The influential quarterly tankan survey showed the headline diffusion index (DI) for large manufacturers fell for the first time in four quarters to plus 20, compared with the market's forecast of a rise to plus 23 and plus 21 in December.

Materials sectors like steel and textiles were hit by soaring oil and raw materials prices, but the data did little to cool speculation that the BOJ, which last month ended a five-year-old policy of flooding the banking system with excess funds, would soon raise interest rates from present levels near zero.

''I'm expecting the BOJ to end the zero rate policy in July-September, and today's numbers strengthened my conviction,'' said Takehiro Sato, executive director at Morgan Stanley.

''Employment and production capacity indices, which the BOJ closely watches, showed improvements. The output gap is likely narrowing, supporting the BOJ's cause for ending the zero interest rate policy.'' Supporting such views, big manufacturers expected conditions to improve over the next three months, with their outlook DI for June at plus 22.

''The (tankan) outcome was very solid,'' BOJ Governor Toshihiko Fukui told reporters. He added that businesses were seeking a steady economic expansion, which meant that the economic recovery would last for a long time.

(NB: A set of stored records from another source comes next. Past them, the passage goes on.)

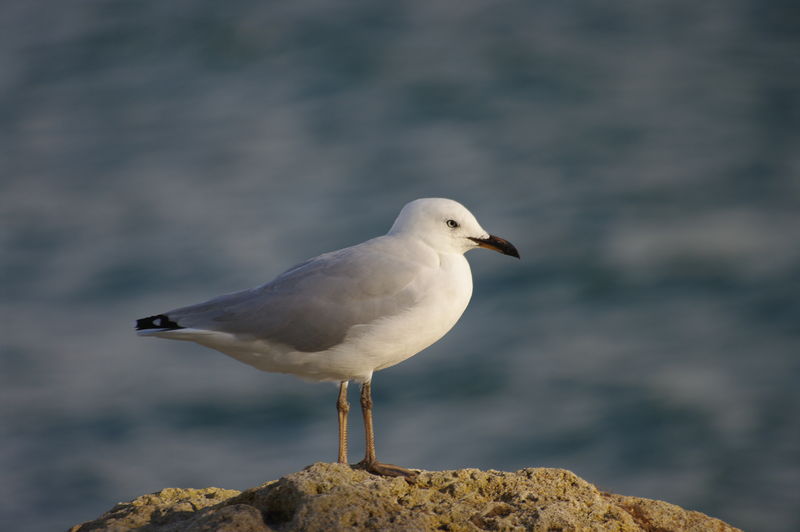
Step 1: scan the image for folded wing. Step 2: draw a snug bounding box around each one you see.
[137,238,423,353]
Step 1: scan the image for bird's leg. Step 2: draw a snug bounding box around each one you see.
[337,381,349,464]
[356,380,417,478]
[360,380,377,465]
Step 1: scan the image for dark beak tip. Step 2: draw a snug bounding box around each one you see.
[491,235,520,260]
[471,235,520,259]
[505,245,520,259]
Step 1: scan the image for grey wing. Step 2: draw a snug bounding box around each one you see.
[164,240,421,352]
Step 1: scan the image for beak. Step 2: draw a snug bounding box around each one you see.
[468,234,520,259]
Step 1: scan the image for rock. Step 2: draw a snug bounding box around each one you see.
[67,487,252,532]
[69,463,741,531]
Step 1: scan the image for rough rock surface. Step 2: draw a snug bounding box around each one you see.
[70,463,741,531]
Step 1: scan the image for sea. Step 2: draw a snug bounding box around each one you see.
[1,1,798,530]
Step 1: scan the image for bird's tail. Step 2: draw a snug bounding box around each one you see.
[135,314,183,335]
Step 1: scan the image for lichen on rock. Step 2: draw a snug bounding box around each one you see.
[69,463,741,531]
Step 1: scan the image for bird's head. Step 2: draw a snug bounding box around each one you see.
[388,198,519,258]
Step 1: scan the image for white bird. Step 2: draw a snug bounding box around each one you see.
[136,198,519,477]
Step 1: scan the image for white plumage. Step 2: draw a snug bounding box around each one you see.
[136,197,518,477]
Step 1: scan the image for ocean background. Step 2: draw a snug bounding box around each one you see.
[2,1,798,530]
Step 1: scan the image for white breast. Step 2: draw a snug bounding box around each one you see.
[323,251,473,380]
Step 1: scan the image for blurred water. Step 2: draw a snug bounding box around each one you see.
[2,1,799,531]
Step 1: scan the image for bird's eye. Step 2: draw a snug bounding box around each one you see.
[446,219,459,229]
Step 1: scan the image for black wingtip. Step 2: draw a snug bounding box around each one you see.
[136,314,183,331]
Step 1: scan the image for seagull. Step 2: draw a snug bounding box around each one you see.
[136,198,519,477]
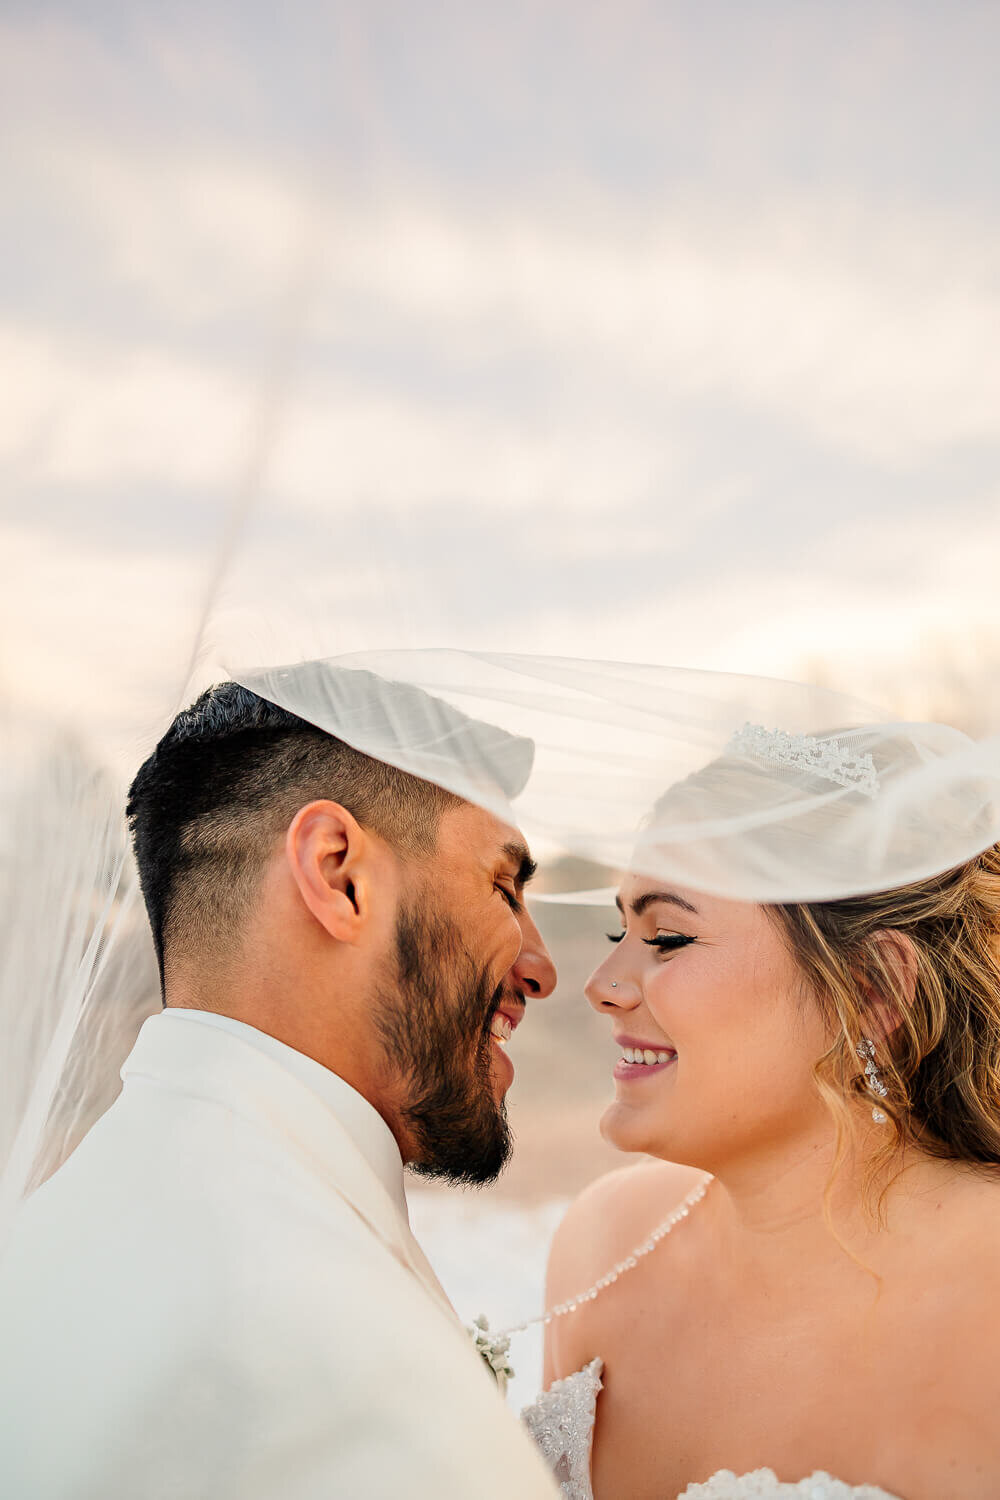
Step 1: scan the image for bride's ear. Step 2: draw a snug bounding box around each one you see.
[859,929,919,1042]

Japanese government bond (JGB) yields, which have been rising steeply since the March 9 BOJ policy change, extended gains after the tankan. The benchmark 10-year yield rose to 1.845 percent, hitting its highest level since August 2004.

The BOJ next holds a monetary policy meeting on April 10-11, although it is not expected to raise rates just yet as it has yet to finish mopping up excess liquidity in the money market that was left as the legacy of quantitative easing.

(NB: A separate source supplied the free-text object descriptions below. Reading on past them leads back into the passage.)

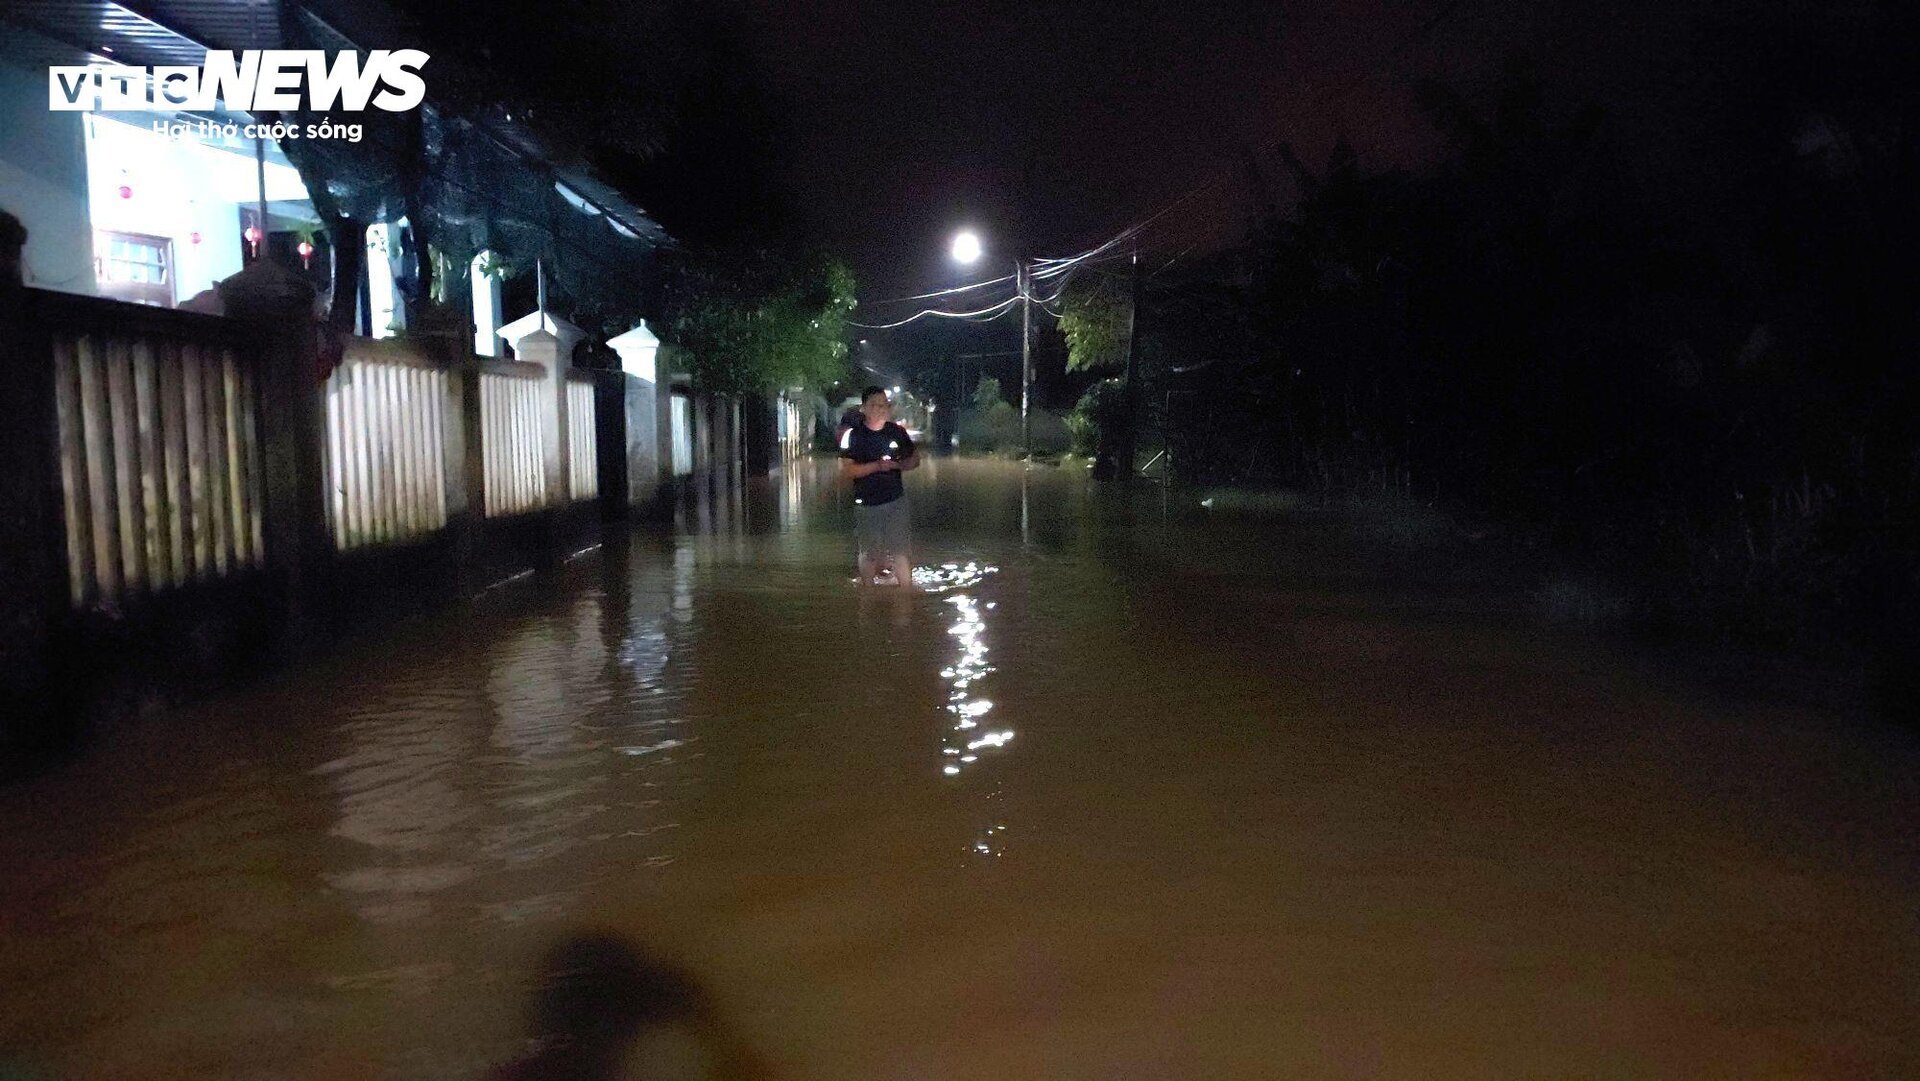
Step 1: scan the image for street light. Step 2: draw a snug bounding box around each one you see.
[951,230,982,265]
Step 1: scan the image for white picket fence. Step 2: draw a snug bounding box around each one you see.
[51,329,265,607]
[568,377,598,502]
[481,362,550,516]
[49,311,609,607]
[323,339,450,550]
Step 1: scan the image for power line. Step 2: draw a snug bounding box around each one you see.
[846,240,1084,330]
[850,193,1156,323]
[852,206,1150,323]
[848,291,1023,329]
[1028,272,1074,307]
[1151,243,1197,279]
[845,249,1083,332]
[859,272,1019,307]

Companies however are wary of rising borrowing costs. The tankan DI for big firms' borrowing rates jumped to plus 10 in March from plus 2 in December -- the highest reading since September 2003 and indicating that more firms believe borrowing costs will rise.

The DI for the June outlook was plus 32.

ROBUST CAPITAL SPENDING

The yen weakened on the survey but the Tokyo stock market's Nikkei average rose 1.60 percent to end at 17,333.31, its highest close in more than 5-{ years.

Many analysts cited robust spending plans -- which are usually conservative in March tankan reports before being revised upward later in the year -- as a sign that the economic recovery and an upturn in prices would continue.

Large companies expected their capital expenditures in the new financial year that began on April 1 to rise 2.7 percent from a year earlier, the biggest increase for a March survey since 1990, when capital spending rose 5.0 percent.

''The diffusion index was slightly weaker than expected but capital spending plans by big firms weren't bad for the start of a business year,'' said Mamoru Yamazaki, senior economist at HSBC Securities Japan.

The generally upbeat market reception comes amid growing evidence that Japan's economy, which grew an annualised 5.4 percent in the last three months of 2005, has climbed out of a seven-year deflation that had dampened investment and aggravated the banking sector's bad loan problem.

The tankan's latest headline DI was high compared with a trough of minus 38 four years ago, reflecting the strength of the recovery.

Among industries showing improvement, the DI for electrical machinery firms improved to plus 20 in March, the highest since September 2004. However the DI for the steel sector showed a drop of 10 points in June outlook, the biggest deterioration among big manufacturers.

Diffusion indexes are derived by subtracting the percentage of negative responses from that of positive ones.

Another bright sign in the tankan poll, which was taken between Feb. 27 and March 31, was growing employment.

The employment DI for big manufacturers was minus 1, indicating a shortage of workers. It was the first such shortage since May 1992.

The March DI for large non-manufacturers inched up to plus 18 from plus 17 in December, the highest since plus 20 in February 1992. The June forecast DI for those companies was plus 19.

Sentiment among small firms is still lagging. The March DI for small manufacturers was flat at plus 7, and the index for small non-manufacturers slipped to minus 9 from minus 7.